Es zeugt von einem mageren Selbstbewusstsein, wenn man nicht auf die Überzeugungskraft des eigenen Programms vertraut, sondern durch permanente „kalkulierte Regelverletzung“ immer wieder in die Medien drängelt. Ein Schuss mehr Liberalismus ins Wahlprogramm und das ganze wäre an sich schon so spektakulär, dass einem die öffentliche Aufmerksamkeit sicher wäre. Die dann einsetzende Debatte wäre produktiv, weil sie um Inhalte ginge, nicht um Stil- und Geschmacksfragen.

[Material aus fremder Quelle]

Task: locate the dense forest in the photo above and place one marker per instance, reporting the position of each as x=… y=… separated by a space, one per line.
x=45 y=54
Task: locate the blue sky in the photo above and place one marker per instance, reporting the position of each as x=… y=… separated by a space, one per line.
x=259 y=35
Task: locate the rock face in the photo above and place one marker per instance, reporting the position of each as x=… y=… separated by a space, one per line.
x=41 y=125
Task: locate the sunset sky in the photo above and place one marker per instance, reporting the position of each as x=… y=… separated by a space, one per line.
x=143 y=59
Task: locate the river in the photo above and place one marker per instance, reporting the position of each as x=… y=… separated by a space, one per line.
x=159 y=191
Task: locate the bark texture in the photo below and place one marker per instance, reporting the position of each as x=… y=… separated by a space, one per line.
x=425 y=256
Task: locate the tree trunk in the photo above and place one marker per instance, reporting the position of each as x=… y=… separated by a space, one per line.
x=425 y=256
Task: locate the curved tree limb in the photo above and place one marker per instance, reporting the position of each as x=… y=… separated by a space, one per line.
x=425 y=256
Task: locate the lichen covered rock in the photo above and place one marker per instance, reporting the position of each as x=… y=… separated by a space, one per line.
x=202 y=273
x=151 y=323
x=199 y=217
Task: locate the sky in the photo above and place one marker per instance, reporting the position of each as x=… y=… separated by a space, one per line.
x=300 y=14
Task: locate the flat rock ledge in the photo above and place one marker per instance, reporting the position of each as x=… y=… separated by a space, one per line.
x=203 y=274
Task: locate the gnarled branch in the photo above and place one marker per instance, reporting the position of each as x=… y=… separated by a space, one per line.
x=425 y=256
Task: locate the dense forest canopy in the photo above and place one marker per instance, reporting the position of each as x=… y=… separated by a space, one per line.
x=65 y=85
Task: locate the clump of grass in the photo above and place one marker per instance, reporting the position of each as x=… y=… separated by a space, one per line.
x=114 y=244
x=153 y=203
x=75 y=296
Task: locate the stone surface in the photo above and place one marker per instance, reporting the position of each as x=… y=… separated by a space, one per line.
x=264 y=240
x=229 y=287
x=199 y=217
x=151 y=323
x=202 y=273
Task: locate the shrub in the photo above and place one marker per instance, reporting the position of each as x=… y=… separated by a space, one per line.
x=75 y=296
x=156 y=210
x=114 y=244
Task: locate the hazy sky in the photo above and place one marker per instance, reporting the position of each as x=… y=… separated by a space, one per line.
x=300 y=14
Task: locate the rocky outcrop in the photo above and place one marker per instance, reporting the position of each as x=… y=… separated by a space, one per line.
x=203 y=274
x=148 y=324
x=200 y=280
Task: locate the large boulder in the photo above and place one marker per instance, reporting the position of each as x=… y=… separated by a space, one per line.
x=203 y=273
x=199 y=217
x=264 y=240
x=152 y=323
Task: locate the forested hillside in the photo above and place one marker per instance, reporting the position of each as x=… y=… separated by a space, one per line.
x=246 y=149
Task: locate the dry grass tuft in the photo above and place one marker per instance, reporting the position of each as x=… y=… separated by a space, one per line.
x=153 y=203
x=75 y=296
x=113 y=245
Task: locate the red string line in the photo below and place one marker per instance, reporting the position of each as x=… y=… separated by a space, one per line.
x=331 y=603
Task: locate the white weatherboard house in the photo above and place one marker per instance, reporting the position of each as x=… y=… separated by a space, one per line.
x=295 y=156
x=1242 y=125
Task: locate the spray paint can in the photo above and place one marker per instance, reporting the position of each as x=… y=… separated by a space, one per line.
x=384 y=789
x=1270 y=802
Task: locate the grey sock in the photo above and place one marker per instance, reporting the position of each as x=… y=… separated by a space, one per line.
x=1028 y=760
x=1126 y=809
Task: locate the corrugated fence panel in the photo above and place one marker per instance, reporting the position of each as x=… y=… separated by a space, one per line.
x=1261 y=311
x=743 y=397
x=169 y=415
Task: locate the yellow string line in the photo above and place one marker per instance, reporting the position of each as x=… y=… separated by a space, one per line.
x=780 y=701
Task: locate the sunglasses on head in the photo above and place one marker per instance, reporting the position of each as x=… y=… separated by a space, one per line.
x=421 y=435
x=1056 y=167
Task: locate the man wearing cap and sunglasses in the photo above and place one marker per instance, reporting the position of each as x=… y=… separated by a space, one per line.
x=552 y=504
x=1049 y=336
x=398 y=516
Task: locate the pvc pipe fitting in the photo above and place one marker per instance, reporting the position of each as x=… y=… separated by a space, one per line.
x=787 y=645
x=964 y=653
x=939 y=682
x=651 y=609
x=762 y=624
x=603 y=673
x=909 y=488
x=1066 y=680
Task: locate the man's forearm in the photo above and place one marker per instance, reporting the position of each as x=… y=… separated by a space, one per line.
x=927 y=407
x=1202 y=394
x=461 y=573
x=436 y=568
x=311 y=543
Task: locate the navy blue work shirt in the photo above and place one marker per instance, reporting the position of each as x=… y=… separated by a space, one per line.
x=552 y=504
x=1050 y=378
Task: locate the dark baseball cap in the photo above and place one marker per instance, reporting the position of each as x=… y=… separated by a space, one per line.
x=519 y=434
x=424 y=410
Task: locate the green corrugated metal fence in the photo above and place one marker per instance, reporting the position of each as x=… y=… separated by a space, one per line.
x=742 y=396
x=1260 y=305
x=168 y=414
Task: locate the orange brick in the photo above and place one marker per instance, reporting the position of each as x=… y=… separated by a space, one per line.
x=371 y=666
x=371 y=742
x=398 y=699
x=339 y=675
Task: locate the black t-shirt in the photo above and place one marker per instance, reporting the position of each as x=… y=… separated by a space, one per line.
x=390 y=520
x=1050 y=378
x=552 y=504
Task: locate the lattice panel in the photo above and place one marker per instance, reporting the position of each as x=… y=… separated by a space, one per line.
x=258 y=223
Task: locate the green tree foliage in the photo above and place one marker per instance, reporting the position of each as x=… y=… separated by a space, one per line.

Es mag altmodisch klingen, aber für den nachhaltigen politischen Erfolg sollte man sich vor allem eines verschaffen: Vertrauen und Respekt. Durch intelligente Ideen. Durch Achtung Andersdenkender. Durch Mut zur Minderheitenmeinung. Durch Meinungen aus Überzeugung und nicht aus Taktik. Wer so dem Wähler gegenübertritt, kann darauf setzen, ernstgenommen zu werden. Das bringt noch nicht automatisch Wählerstimmen, baut aber Reputation auf, ohne die keine langfristige Politikstrategie auskommen kann. Kurzfristig mag man auch anders erfolgreich sein. Erstaunlicherweise verweisen die angeblich modernen Wahlkämpfer immer wieder auf die abnehmende Zahl der Parteibindungen und meinen, das würde für die FDP automatisch zum Vorteil. Man sollte sich mal fragen, weshalb die Bindungen abnehmen – auch die zur FDP. Wohl vor allem, weil für den Wähler nicht klar erkennbar ist, was er wählt, wenn er der FDP seine Stimme(n) gibt. Da sollte man ansetzen und liberale Politikprinzipien – im Großen und im Kleinen – auch zur Anwendung bringen, wenn man Parteiprogramme schreibt oder Regierungsverantwortung übernimmt. Der Vorsprung der gegenwärtigen Bundestagswahlkampagne – unbestritten die beste aller Parteien – mag hoffentlich noch mindestens bis zur Wahl reichen, nur eines ist sicher: von Dauer ist er nicht, weil sich die Masche verbraucht und sich die politische Konkurrenz demnächst ähnlich gute Agenturen suchen wird. Der Wettbewerb wird hier ohne Zweifel zu einer Annäherung führen. Da braucht man dann schon ein Alleinstellungsmerkmal, das keiner kopieren kann. Man sollte bei der FDP nicht lange nachdenken müssen, was das sein könnte.